CSV/TSV vs ASCII Control Delimiters
- Many argue CSV already solves the quoted article’s “shortcomings” via quoting and escaping, including newlines and quotes inside fields.
- Others note CSV is messy in practice: many incompatible dialects, culture-specific separators (e.g., semicolons where comma is decimal separator), and ad‑hoc parsers.
- Several commenters say ASCII separators reduce the need for escaping because those characters almost never appear in ordinary text, but:
- You still must escape or forbid them to truly handle arbitrary text.

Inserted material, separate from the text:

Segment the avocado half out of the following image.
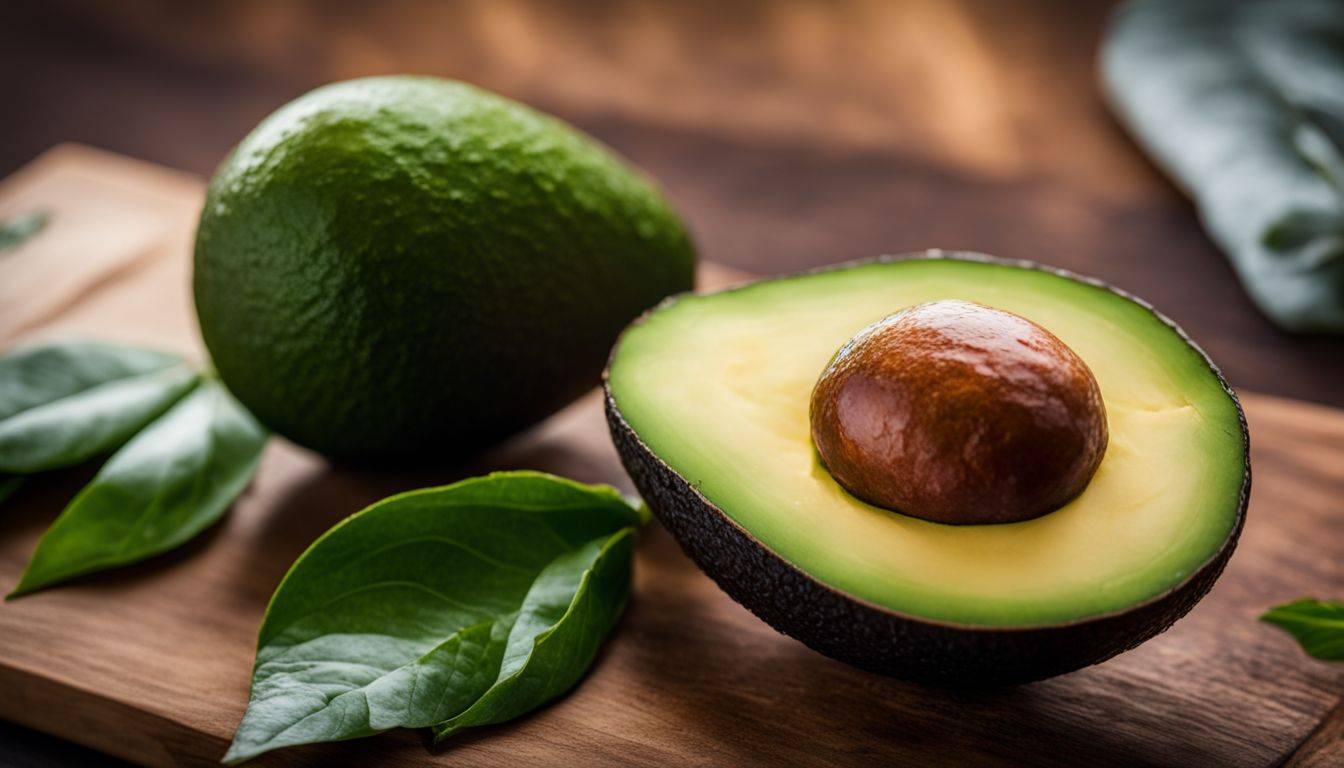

- Once a format becomes common, those characters may start appearing in data (copy/paste, nested formats), reintroducing the problem.
Human Factors & Tooling
- Major objection: control characters are hard to type, see, and reason about.
- CSV/TSV files can be “cat”-ed, grepped, diffed, edited by hand; control-char formats lose that simplicity unless editors gain special support.

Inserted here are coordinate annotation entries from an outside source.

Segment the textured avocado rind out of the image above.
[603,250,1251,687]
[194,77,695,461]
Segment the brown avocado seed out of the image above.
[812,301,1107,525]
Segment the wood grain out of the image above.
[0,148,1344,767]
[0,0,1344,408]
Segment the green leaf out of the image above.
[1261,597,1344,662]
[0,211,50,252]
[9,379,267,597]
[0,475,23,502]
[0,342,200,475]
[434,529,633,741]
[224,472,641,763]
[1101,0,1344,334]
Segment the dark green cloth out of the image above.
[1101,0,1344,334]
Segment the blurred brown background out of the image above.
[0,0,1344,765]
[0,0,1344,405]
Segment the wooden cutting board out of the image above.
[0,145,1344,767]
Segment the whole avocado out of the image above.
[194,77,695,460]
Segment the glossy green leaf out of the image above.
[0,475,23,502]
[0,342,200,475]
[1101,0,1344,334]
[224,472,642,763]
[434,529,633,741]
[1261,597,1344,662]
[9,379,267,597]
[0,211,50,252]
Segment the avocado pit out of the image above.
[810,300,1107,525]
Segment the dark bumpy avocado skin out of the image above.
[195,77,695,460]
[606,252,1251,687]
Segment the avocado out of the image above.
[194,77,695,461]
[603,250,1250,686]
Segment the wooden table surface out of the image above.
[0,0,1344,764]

- Some argue it’s “just a tooling problem” that editors could fix by rendering control characters with visible symbols and shortcuts.
- Others respond that if you require special tooling, you’ve undermined the main advantage of a plain text format.

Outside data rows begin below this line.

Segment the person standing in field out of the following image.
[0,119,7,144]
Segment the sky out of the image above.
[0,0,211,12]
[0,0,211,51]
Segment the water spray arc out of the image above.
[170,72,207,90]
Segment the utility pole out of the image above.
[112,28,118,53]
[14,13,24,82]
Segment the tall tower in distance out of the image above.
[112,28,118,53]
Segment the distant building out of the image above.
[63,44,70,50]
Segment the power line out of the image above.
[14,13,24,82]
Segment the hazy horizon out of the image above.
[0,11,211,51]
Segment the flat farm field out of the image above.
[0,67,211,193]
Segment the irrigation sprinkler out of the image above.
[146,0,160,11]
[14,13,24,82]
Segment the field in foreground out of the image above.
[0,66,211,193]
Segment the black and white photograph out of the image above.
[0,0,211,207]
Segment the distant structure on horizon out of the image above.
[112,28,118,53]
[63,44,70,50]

Nesting, Escaping, and “Arbitrary Text”
- CSV fields often embed CSV, JSON, or other structured text; escaping/quoting is unavoidable in such cases.
- ASCII-delimited formats either:
- Forbid the separator characters in data (simpler but lossy for arbitrary text), or
- Need an escape mechanism, losing their main selling point.
- Some suggest multi-level use of FS/GS/RS/US to represent nested structures, but this adds complexity and is largely hypothetical.
Alternative Approaches & Niche Uses
- Length-delimited formats (netstrings, S-expressions, Hollerith-style, some CMS/WordPress internals) are mentioned as robust but unpleasant for manual editing.
- Some report successful niche uses of control characters or rare Unicode symbols as internal delimiters (e.g., in web apps, Bible data, finance, or M2M transfers).
- A recurring theme: CSV/TSV “won” because they balance human readability, keyboard accessibility, and “good enough” machine parsing, despite their flaws.